Redaktor Krzysztof Gottesman napisał dalekowzroczny komentarz: „Prezydent Lech Wałęsa już od prawie roku, czyli wyboru na prezydenta, odejścia rządu Tadeusza Mazowieckiego i pierwszej próby objęcia przez mecenasa Olszewskiego kierownictwa rządu, w sposób jasny i czytelny dla wszystkich obserwatorów dawał do zrozumienia, że nie jest on jego faworytem. Jan Olszewski jest indywidualnością silną i niezależną... O prezydencie tego powtarzać nie trzeba. A przy tym, jak okazało się już dwukrotnie, rozbieżności pomiędzy tymi politykami były i są głębokie. Chodzi więc nie tylko o kwestie podległości i niezależności, ale przede wszystkim o różnice programowe. Można więc przypuszczać, że ewentualna współpraca Wałęsa-Olszewski nie będzie wolna od konfliktów./.../"

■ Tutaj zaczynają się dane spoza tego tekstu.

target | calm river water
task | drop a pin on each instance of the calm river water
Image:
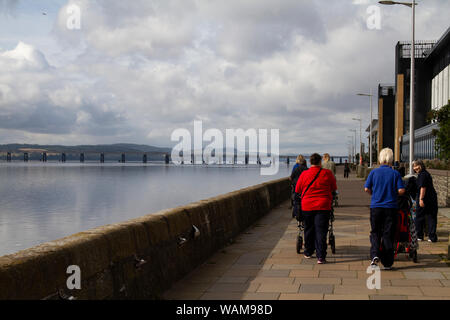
(43, 202)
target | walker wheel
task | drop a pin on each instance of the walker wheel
(299, 244)
(332, 242)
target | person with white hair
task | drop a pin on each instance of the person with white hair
(384, 185)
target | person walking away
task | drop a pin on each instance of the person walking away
(328, 164)
(384, 184)
(426, 199)
(315, 187)
(346, 169)
(298, 169)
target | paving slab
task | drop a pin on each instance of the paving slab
(263, 263)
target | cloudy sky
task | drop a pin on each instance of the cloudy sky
(137, 70)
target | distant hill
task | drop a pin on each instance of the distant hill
(106, 148)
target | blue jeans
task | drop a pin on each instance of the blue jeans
(316, 229)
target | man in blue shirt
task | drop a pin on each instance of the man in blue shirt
(384, 185)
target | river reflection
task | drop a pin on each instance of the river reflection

Od pierwszego dnia rządów premiera Olszewskiego zaczęły narastać konflikty między rządem a redaktorem naczelnym „Rzeczpospolitej". Z osobistych zapisków Dariusza Fikusa: „Natychmiast po powstaniu tego rządu rozdzwoniły się telefony z Urzędu Rady Ministrów domagające się dostarczenia kompletu materiałów dotyczących powołania spółki. Na nic zdały się moje zapewnienia, iż wszystkie dokumenty znajdują się w Urzędzie i że minister Zarębski musiał je przekazać swojemu zastępcy. Żądano wyjaśnień i szczegółowych informacji. Ktoś w gabinecie ministra Wojciecha Włodarczyka bardzo się tym interesował.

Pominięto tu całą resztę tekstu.